Di sebelah utara, Desa Sindang Jati berbatasan dengan Desa Air Dingin. Kemudian, Sebelah Timur berbatasan dengan Desa Belitar Muka Sebrang, Sebelah Selatan berbatasan dengan Desa Empat Suku Menanti, Sebelah Barat berbatasan dengan Desa Sindang Jaya.

Desa Sindang Jati memiliki luas sekira 1.300 Ha, dimana 90 persen dimanfaatkan oleh masyarakat sebagai lahan pertanian dan 14 persen pemukiman masyarakat. Suhu rata-rata mencapai 23 derajat cellcius, dengan ketinggian 900 – 1.050 di atas permukaan laut. Kondisi ini, berpengaruh langsung terhadap pola tanam pada lahan pertanian di Desa Sindang Jati.

Masyarakat Desa Sindang Jati berasal dari suku bangsa yang berbeda-beda. Meski mayoritas berasal dari Suku Jawa, terdapat juga penduduknya dari suku berbeda atau selain Suku Jawa. Seperti, Suku Rejang, Batak, Serawai dan sebagainya.

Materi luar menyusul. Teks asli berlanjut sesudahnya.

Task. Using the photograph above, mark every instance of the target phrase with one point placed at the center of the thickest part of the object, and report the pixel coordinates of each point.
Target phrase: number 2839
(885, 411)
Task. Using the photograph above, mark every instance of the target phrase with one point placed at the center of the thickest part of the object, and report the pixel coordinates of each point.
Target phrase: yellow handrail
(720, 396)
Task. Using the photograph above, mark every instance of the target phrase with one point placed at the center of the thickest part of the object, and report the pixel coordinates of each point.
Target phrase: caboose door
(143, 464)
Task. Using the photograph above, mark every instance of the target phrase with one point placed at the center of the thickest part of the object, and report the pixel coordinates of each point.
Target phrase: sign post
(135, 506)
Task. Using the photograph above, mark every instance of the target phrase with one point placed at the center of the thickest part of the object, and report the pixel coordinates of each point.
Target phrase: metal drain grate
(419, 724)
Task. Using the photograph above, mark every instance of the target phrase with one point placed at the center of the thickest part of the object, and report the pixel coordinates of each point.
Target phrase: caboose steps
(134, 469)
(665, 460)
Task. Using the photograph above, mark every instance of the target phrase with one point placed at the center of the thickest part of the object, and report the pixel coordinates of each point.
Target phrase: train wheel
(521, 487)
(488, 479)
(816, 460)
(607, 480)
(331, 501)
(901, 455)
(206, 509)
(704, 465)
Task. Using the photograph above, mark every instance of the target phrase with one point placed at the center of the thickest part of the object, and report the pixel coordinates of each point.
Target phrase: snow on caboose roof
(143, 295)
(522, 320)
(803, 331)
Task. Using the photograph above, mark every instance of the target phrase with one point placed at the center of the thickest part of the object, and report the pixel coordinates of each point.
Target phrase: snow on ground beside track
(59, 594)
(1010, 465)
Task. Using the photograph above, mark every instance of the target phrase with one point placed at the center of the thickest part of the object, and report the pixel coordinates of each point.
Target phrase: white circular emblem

Berdasarkan data tahun 2024, Jumlah penduduk Desa Sindang Jati mencapai 1.561 jiwa, terdiri dari 752 jiwa laki-laki dan perempuan 809 Jiwa, dengan 504 Kepala Keluarga (KK) yang terbagi dalam tiga dusun. Mayoritas penduduk Desa Sindang Jati menganut agama Islam, mencapai 1.180 Jiwa dan 375 KK. Selebihnya, beragama Katholik sebanyak 267 Jiwa dan 92 KK, Budha 112 Jiwa dan 35 KK, serta Protestan 2 Jiwa dan 1 KK.

Meski demikian, masyarakatnya hidup rukun dan damai, mengedepankan gotong royong, serta musyawarah untuk mengambil suatu keputusan. Kearifan lokal masyarakat, sudah mereka tanamkan sejak berdirinya Desa Sindang Jati. Hal tersebut dilakukan, untuk menghindari benturan di tengah masyarakat.

“Kami sudah menanamkan nilai-nilai agama sejak adanya Desa Sindang Jati. Bahwa nilai agama yang diajarkan kepada kami, untuk saling toleransi dan mengharga antar pemeluk agama lainnya,” ujar Sekretaris Desa Sindang Jati, Fachrobin Huda.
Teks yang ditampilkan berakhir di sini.